In particular, on April 21, the upper house of the National Assembly, the Council of the Republic, approved amendments to local laws on the media and mass rallies. According to them, a ban on the coverage of unauthorized protests should be imposed, as well as several restrictions to launch mass media and other measures to limit the freedom of the press.
For these amendments to take effect, they must be approved by the Constitutional Court and then signed by Aleksander Lukashenko.
In a comment to the committee, Oleh Ageyev, a lawyer for the Belarusian Association of Journalists (BAJ), said that the process of working on the relevant changes to the legislation was very non-transparent.
Amendments to the media law include:
-permission for the Ministry of Information to block the work of the media or Internet resource without a court order, if they have received at least two written warnings within one year or publish something that allegedly threatens national security, according to the Interdepartmental Commission on Information Security;
-allowing the country's Prosecutor General and regional prosecutors to block access to any websites that disseminate information that they believe is "aimed at promoting extremist activities" or otherwise "capable of harming national interests";
-ban on the media “disseminating inaccurate information that may harm the state and public interests” (according to the BAJ, the wording of what exactly the information is was not clear);
-requirement for online media to use a website address that matches the name of the organization (according to Oleg Ageyev, this may be a measure to combat the use of "mirror domains" in which website content is duplicated in other web domains);
-ban on any natural person or news agency as a legal entity to open new news agencies within five years after the closure of their other affiliated publications by the authorities (for online publications - a ban for three years);
-ban on news organizations and websites from publishing the results of polls on political, social or electoral issues, if these polls were conducted without state accreditation.
The amount of fines for such violations is not specified in the amendments.
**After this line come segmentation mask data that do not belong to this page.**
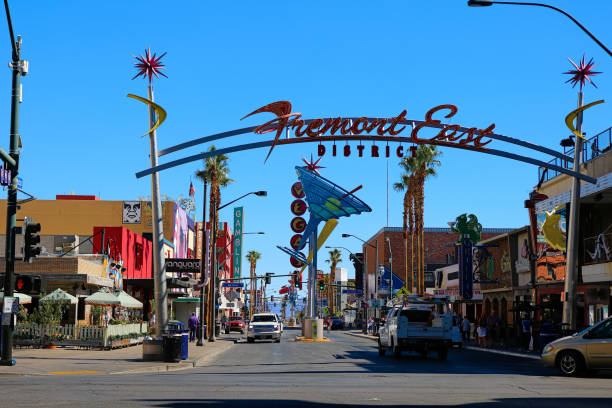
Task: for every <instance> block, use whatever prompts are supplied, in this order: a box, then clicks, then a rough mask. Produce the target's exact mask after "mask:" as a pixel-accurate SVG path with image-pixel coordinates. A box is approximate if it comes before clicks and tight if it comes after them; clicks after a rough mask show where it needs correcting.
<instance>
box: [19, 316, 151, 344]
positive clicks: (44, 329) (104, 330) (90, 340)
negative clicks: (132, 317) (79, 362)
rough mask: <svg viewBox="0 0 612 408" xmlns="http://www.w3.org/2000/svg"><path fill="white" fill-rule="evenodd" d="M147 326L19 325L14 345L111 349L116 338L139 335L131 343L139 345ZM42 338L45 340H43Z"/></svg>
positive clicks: (143, 325)
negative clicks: (138, 343)
mask: <svg viewBox="0 0 612 408" xmlns="http://www.w3.org/2000/svg"><path fill="white" fill-rule="evenodd" d="M147 331H148V324H147V323H146V322H143V323H130V324H113V325H109V326H107V327H93V326H75V325H66V326H50V325H44V326H43V325H39V324H20V325H17V327H15V331H14V337H15V338H16V341H15V343H16V344H26V345H29V344H33V345H38V344H40V345H42V344H43V343H44V342H47V343H50V344H53V345H59V346H62V345H64V346H70V345H74V346H84V347H111V346H112V345H113V340H112V339H115V338H117V336H128V335H132V334H140V336H138V339H132V341H131V343H132V344H133V343H139V342H140V341H142V340H141V338H142V337H144V336H146V334H147ZM43 337H44V338H45V339H46V340H45V339H43ZM134 340H136V341H134Z"/></svg>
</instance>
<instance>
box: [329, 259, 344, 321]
mask: <svg viewBox="0 0 612 408" xmlns="http://www.w3.org/2000/svg"><path fill="white" fill-rule="evenodd" d="M325 262H327V263H329V264H330V268H331V271H330V273H329V280H330V282H329V286H328V288H329V289H330V290H329V292H331V295H330V296H329V310H331V314H332V315H335V314H336V308H335V303H336V299H335V296H334V294H335V290H334V288H335V286H332V285H333V284H334V283H335V282H336V266H337V265H338V264H339V263H341V262H342V253H341V252H340V250H339V249H338V248H334V249H332V250H331V251H329V259H326V260H325ZM329 292H328V293H329Z"/></svg>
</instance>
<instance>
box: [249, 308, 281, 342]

According to the lawyer, they will be determined on the basis of criminal and administrative codes, depending on how the authorities interpret the law.
Amendments to the law on mass gatherings include a ban on live broadcasting or other coverage of unauthorized protests in the country.
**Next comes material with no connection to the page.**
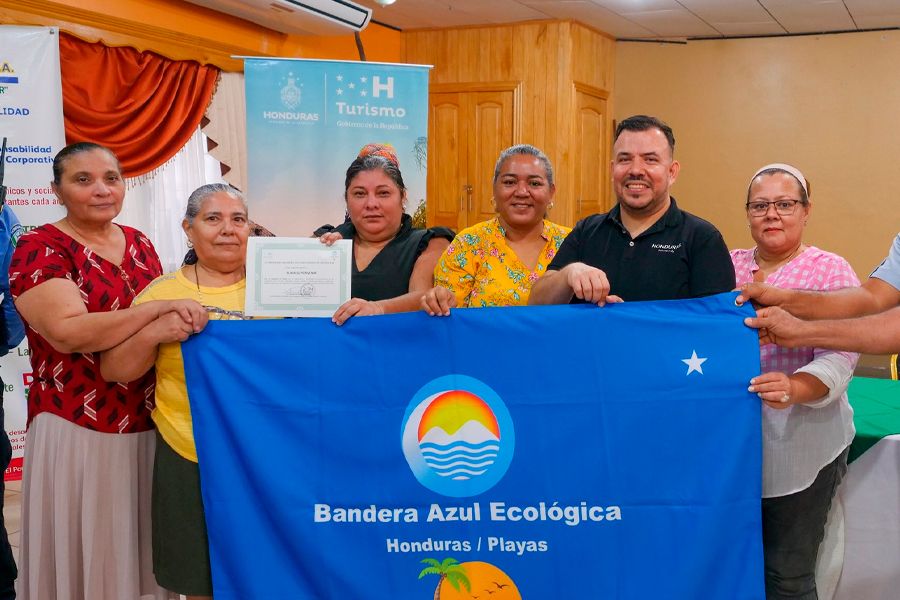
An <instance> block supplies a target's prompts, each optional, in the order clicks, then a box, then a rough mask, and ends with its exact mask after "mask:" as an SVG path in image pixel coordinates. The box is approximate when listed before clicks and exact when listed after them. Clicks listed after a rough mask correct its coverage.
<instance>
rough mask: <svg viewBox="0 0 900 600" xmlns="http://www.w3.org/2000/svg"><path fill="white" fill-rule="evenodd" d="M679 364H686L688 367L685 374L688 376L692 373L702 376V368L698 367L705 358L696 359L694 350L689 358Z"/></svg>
mask: <svg viewBox="0 0 900 600" xmlns="http://www.w3.org/2000/svg"><path fill="white" fill-rule="evenodd" d="M681 362H683V363H684V364H686V365H687V366H688V372H687V374H688V375H690V374H691V373H693V372H694V371H697V372H698V373H700V374H701V375H703V367H701V366H700V365H702V364H703V363H705V362H706V359H705V358H697V351H696V350H694V353H693V354H692V355H691V357H690V358H682V359H681Z"/></svg>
According to Aheyev, this was probably done in response to the cases of Belsat journalists Darya Chultsova and Kateryna Andreeva, who were convicted in February 2021 for "organizing" protests against Lukashenko, although in reality they only covered them.
If these amendments come into force, the working conditions of mass media in Belarus will deteriorate significantly and it will become more difficult for Belarusian and foreign media to work in Belarus, as the BAJ lawyer believes.
Belarusian authorities have been systematically repressing the remaining free voices in the country, and now they want to change the law to further harass independent journalists into silence,” said Gulnoza Said, CPJ’s Europe and Central Asia program coordinator. “The Belarusian government should not adopt restrictive new amendments that would critically endanger journalism in the country, and must once and for all stop persecuting journalists for simply doing their jobs.”
It will be recalled that since August 2020, the protests of people dissatisfied with the usurpation of power by Lukashenko were on. During this time, authorities detained and tried thousands of citizens, including journalists, for participating in rallies. Employees of TUT.by, Belsat and the Press Club of Belarus are currently placed in jails.